“Sad? But why?” he asked anxiously.
“Because it seems like one of the stopping places—where one steps off to think, you know. I don’t want to think. I have had nine such miserable years. All through the war there was one’s work, one’s hospital, the excitement of the gigantic struggle. And now everything seems flat. One struggles on without incentive. One lives without hope.”
“We weren’t meant to do that,” he protested.
“Only those of us who have thrown our lives away,” she went on wearily. “You see, I thought Henry was different. I thought he only wanted a little understanding, a little kindness. I made a mistake.”
“Life is too wonderful a thing,” he insisted, “to lose the glory of it for one mistake.”
“I am on the rocks,” she sighed, “now and always.
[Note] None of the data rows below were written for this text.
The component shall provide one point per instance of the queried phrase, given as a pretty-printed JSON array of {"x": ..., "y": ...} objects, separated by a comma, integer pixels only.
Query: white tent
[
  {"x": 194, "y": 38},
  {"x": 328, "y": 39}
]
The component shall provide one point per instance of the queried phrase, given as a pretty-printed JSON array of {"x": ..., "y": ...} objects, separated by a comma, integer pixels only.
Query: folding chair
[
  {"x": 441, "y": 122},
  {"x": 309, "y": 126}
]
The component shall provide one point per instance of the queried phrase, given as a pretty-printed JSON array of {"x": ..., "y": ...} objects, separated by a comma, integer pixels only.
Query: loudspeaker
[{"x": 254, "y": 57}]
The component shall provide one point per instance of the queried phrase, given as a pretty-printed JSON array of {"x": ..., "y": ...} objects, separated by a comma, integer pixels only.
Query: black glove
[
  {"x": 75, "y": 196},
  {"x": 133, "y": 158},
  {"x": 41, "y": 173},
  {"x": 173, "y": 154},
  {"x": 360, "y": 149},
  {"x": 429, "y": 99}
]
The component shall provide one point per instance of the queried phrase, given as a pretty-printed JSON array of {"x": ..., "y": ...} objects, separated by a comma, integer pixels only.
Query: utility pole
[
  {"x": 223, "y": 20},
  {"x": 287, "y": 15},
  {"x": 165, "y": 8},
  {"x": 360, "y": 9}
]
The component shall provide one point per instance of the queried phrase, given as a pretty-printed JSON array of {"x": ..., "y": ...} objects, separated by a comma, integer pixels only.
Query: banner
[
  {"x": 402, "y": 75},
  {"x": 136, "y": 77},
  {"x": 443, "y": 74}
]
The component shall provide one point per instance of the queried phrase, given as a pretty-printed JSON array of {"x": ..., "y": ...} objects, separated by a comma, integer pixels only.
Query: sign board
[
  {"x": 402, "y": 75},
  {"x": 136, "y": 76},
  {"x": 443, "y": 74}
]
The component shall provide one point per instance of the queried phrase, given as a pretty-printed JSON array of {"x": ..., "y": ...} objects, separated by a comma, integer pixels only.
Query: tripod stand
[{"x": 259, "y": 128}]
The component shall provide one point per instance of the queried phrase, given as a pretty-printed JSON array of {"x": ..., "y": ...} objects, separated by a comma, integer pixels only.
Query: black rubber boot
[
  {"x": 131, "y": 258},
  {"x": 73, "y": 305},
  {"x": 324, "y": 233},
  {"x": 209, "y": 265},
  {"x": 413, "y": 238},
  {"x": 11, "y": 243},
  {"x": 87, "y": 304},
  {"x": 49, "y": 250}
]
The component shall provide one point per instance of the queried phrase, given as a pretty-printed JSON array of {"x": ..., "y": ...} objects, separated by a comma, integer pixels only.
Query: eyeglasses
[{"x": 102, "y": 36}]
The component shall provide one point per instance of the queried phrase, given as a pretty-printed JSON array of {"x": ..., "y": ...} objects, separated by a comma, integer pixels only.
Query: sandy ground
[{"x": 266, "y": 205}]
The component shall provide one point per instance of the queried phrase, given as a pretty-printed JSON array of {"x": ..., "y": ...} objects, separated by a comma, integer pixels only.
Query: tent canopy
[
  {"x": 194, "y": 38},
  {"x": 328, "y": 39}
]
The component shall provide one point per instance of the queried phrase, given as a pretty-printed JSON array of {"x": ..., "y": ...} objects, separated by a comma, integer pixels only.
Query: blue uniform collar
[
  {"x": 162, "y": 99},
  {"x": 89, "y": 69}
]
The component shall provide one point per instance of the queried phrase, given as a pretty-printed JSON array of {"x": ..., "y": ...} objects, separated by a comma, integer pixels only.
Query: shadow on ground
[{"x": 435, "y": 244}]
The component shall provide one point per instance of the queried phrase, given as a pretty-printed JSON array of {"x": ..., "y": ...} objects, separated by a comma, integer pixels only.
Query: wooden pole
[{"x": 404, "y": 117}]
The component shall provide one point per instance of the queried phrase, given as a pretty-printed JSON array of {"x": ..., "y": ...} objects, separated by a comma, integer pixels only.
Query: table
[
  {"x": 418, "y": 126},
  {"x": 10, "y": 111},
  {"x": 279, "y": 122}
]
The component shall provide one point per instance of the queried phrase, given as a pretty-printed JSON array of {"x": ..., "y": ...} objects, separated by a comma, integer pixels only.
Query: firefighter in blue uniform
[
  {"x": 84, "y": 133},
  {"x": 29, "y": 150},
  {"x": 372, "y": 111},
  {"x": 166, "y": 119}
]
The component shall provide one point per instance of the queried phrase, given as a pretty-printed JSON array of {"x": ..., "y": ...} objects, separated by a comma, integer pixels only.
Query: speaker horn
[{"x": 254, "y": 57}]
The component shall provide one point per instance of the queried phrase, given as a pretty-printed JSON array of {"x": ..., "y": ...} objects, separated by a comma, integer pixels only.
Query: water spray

If I were made like your little luncheon friend, it might be different. I suppose I should spread my wings and settle down upon another planet. But I can’t. I am differently made. I am not proud of it. I wish I weren’t. It wouldn’t all seem so hard then, I am still young, you know, really,” she added, with a note of rebellion in her tone.
“How young?”
“Thirty-one.”
“Nowadays, that is youth,” he declared confidently, “and youth means hope.”
“Sometimes,” she admitted a little listlessly, “I have dared to feel hope. I have felt it more than ever since you came. I don’t know why, but there it is.”
He turned his head and looked at her, appraisingly yet with reverence. No measure of despair could alter the fact that she was a very beautiful woman. Her slimness never lost its meed of elegance. The pallor of her cheeks, which might have seemed like an inheritance of fragility, was counteracted by the softness of her skin and the healthy colour of her curving lips. She bore his scrutiny so impersonally, with such sweet and challenging interest, that he persisted in it. Her brown hair was almost troublesome in its prodigality. There were little curls about her neck which defied restraint. Her cool muslin gown, even to his untutored perceptions, revealed a distinction which the first dressmaker in London had endorsed. She spoke the words of lifelessness, yet she possessed everything which men desire.
“The tragedy with you,” he pronounced, “is the absence of affection in your life.”
“Do you think that I haven’t the power for caring?” she asked quietly.
“I think that you have had no one to care for,” he answered. “I think there has been no one to care for you in the way you wanted—but those days are over.”
For the first time she showed some signs of that faint and growing uneasiness in his presence which brought with it a peculiar and nameless joy. Her eyes failed to meet the challenge of his. She glanced at the clock and changed the subject abruptly.
“Do you know that I have been here all this time,” she reminded him, “and we have not said a word about our campaign.”